Survey Provides Comprehensive Insight Into Fatigue in Myeloproliferative Neoplasms
Mood disturbances are more prevalent in patients with myeloproliferative neoplasms (MPNs) than in the general population.
Mood disturbances are more prevalent in patients with myeloproliferative neoplasms (MPNs) than in the general population; therefore, assessment and interventions are needed for this patient population, according to a study published online ahead of print in the journal Cancer.1
Persistence, prevalence, and severity of fatigue are greater in patients with MPNs; however, information regarding factors contributing to increased fatigue is limited. To address this knowledge gap, MPN investigators and patients/advocates developed a 70-item, Internet-based survey regarding fatigue. The Mayo Clinic Survey Research Center hosted the survey, which generated responses from 1788 respondents internationally.

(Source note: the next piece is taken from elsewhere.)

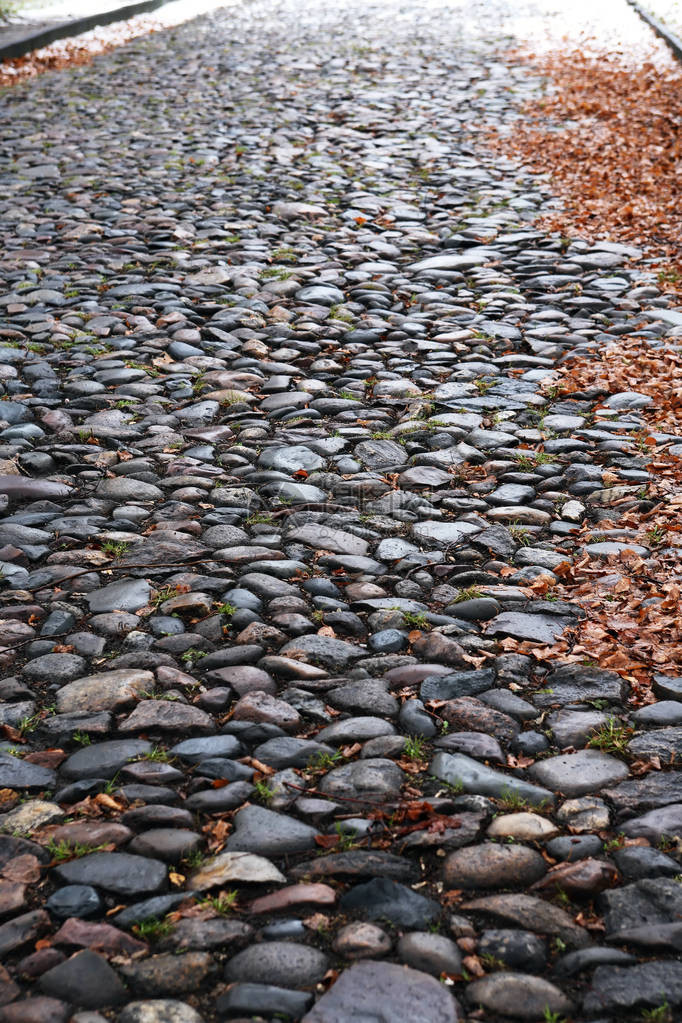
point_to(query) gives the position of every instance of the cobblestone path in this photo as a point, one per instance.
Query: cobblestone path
(285, 483)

The survey revealed that fatigue is prevalent and severe among patients with MPNs. Factors significantly associated with greater fatigue included higher body mass index (P<.001), current use of alcohol (P<.001), and current tobacco use (P=.0025). Patients who reported not exercising were more likely to experience moderate/severe fatigue compared with patients who reported exercising at least once per week (P<.001).
Medical comorbidities (restless leg syndrome, diabetes mellitus, fibromyalgia, chronic fatigue syndrome, and chronic kidney disease) and current use of some medications (antidepressants, antihistamines, antianxiety medications, and prescription pain medications) were also associated with greater or worsened fatigue, respectively. In addition, scores on the Patient Health Questionnaire (>2) indicated a high probability of depression in almost one-quarter of respondents.

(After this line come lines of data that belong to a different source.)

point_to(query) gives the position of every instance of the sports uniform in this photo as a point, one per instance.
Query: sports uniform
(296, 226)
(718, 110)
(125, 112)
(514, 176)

Other measurements that indicated a higher likelihood of depressive symptoms in these patients included higher Brief Fatigue Inventory score, Myeloproliferative Neoplasm Total Symptom Score, and individual symptom items.
“The management of fatigue should be multifactorial, with a comprehensive assessment and treatment plan to address all modifiable fatigue etiologies,” the researchers conclude.
REFERENCE1. Scherber RM, Kosiorek HE, Senyak Z, et al. Comprehensively understanding fatigue in patients with myeloproliferative neoplasms [published online ahead of print December 15, 2015]. Cancer. doi:10.1002/cncr.29753.